Machine Learning in Music Analysis

Posted by ehopkins on November 6th, 2015

Reiner Krämer has been working with SIMSSA as a Postdoc since July, and has been presenting on some of the work he’s done, most recently at SMT. Today’s post is a guest entry from Reiner, explaining some of his recent work and its implications for music theory and musicology research.

Using machine learning techniques as a compositional tool in music is almost as old as writing computer programs itself. When in 1957 Lejaren Hiller and Leonard Isaacson composed the Illiac Suite (also know as String Quartet No. 4), the researchers employed probability (p) tables generated that were used for Markov chain computations.1 One of the main ideas behind Markov models is how to randomly move from on state to another. The task is statistically achieved by creating state transition matrices (STMs). A STM keeps a tally of how many times a state is changed from one discrete point (A) to another (B). At the end of the task a percentage, or p, is assigned to the number of times a transition occurred from A => B, A => A, B => A, B=> B. The combined transitions can be described as a bigram, or 2-gram, which in turn can be expressed in a STM (Table 1). The STM can be visualized (Figure 1) as a state transition network (STN). In an actual Markov chain, a specialized function would then use the probabilities found in the STM to influence a randomized decision making process. From a music analysis perspective the STMs themselves become of importance. The STMs hold statistical information on what type of rule-set, or grammar, was employed by a composer to generate a certain stylistic outcome.

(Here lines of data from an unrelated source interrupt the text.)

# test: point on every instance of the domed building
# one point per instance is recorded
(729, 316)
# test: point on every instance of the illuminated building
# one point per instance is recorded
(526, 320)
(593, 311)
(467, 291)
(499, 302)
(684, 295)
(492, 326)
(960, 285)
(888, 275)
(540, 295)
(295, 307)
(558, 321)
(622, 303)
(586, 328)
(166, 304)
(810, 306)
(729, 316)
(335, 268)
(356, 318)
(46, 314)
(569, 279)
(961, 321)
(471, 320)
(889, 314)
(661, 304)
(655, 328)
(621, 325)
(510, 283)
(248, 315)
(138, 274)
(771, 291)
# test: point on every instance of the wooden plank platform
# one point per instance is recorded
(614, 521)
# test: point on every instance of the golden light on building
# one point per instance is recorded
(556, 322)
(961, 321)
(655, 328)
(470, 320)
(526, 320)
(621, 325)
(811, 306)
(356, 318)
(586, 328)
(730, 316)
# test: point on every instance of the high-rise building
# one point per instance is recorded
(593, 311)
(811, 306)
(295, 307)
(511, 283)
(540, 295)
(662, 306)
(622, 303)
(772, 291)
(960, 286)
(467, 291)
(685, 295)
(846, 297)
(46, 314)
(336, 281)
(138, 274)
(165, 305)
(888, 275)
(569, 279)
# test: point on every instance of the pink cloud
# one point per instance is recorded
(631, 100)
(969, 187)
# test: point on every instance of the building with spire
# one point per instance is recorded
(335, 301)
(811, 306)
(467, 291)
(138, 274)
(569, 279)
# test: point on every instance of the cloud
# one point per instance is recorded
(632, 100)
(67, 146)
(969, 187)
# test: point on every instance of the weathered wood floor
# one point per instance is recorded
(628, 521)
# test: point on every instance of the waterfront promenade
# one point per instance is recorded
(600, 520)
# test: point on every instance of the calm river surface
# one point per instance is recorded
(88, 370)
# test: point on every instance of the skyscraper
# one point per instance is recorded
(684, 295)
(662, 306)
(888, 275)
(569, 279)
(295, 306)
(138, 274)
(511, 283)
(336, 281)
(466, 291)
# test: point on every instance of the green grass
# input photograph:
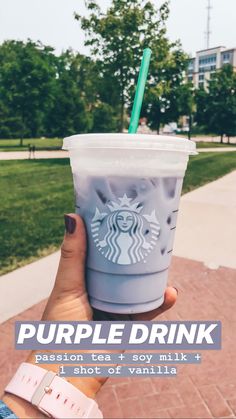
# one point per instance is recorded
(206, 144)
(40, 144)
(34, 197)
(36, 194)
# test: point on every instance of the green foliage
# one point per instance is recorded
(216, 106)
(36, 194)
(118, 38)
(27, 73)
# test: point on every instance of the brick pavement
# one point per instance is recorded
(199, 391)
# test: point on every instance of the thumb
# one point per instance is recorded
(70, 276)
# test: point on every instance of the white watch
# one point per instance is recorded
(51, 394)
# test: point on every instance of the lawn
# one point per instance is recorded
(40, 144)
(206, 144)
(36, 194)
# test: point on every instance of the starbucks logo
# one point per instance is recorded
(129, 235)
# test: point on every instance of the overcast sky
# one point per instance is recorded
(52, 22)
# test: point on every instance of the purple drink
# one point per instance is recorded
(130, 222)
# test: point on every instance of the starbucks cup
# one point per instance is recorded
(127, 190)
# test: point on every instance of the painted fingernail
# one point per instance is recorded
(70, 224)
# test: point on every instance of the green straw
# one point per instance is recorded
(138, 99)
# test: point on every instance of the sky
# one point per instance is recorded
(52, 22)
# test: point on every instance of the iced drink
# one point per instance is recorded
(127, 190)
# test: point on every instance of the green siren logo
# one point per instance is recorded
(126, 241)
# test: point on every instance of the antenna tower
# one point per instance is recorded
(208, 31)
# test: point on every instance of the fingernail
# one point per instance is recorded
(70, 224)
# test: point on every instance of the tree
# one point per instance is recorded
(27, 74)
(216, 106)
(70, 112)
(118, 38)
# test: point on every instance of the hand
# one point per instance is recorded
(69, 301)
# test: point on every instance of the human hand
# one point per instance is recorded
(69, 300)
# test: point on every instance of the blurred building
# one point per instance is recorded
(208, 61)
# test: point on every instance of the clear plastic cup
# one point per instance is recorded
(127, 189)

Table 1: A first order Markov chain STM

Figure 1: State Transition Network

There a different kind of STMs that can be generated from music. In polyphonic there are a minimum of three: (1) bigram STMs of melodic successions for each voice; (2) bigram STMs of vertical successions – voices combined; and (3) bigram STMs of rhythmic successions for each voice. In addition, three STMs can be generated for 3-grams (trigrams), 4-grams (tetragrams), 5-grams (pentagrams), and any other number of n-grams. A melodic succession bigram can be generated by the movements of [C4 => D4], [C4 => C4], [D4 => C4], or [D4 => D4]. Higher order n-grams would include a series of notes (or melodic strand) to move to another melodic strand: [C4 -> D4 -> E4] => [E4 -> D-4 -> C4]. Permutations of the previous example can be expressed as a STM. A vertical succession bigram would include something like (C4 E4 G4 C5) => (C4 F4 A4 C5), and can be expanded to any series of n-grams like [(C4 E4 G4 C5) -> (C4 F4 A4 C5)] => [(G3 D4 G4 B4) -> (C4 E4 G4 C5)]. Rhythmic melodic n-grams can be expressed as [quarter -> quarter -> half] => [half -> quarter -> quarter]. Melodic and vertical n-grams can be combined, which is what the VIS-Framework was originally developed for. In fact, all permutations of melodic, vertical, and rhythmic successions can result in STMs that can be used to identify statistical attributes of a musical style.

Examining the four-voice motet De profundis (with conflicting attribution to Josquin, or Champion) generates numerous bi-grammatical STMs. The following table (for now, the table includes PCs, however, the STM algorithm can handle any type of pitch representation) shows a melodic succession STM of all the combined voices (Table 2):

Table 2: Bigram STM of the De profundis four-voice motet



The first column of the table shows a PC at the beginning of each row from which movement occurs. The header of each consecutive column shows to where the PC from the first column row is moving to. For example: PC 0 => PC 2 with a p of ca. 28%. Simply observing the data within the STM it is clear that the composition begins with a single voice on PC 2 (25%), while the other voices start with a rest (75%). The only PCs used in the composition are 0, 1, 2, 4, 5, 6, 7, 8, 9, 10, and 11. PC 10 only moves to PC 9 in all four voices, and is approached only by PC 9, thereby making it an upper neighbor motion. Likewise, PC 1 only moves to PC 2, and PC 2 only moves to PC 1, also an upper neighbor motion. The composition ends on PC collection 2, 7, 11, or G, B, D (reordered). However, a much clearer picture emerges when the STM is represented as a STN (Figure 2).



Figure 2: STN of melodic succession De profundis.

An often arising question of applying machine learning, or statistical methods to music analyses is whether or not these methods mark the end of the musicological or music analytical discourse. However, these methods should be seen as an addition to what we already know about music that we study. In fact, the newly acquired data creates more work for musicologists, music theorists, and Liebhaber alike.


  1. Hiller, Lejaren, and Leonard M. Isaacson. Experimental Music: Composition with an Electronic Computer. Second ed. New York: McGraw-Hill, 1959. 131-151, 162-164.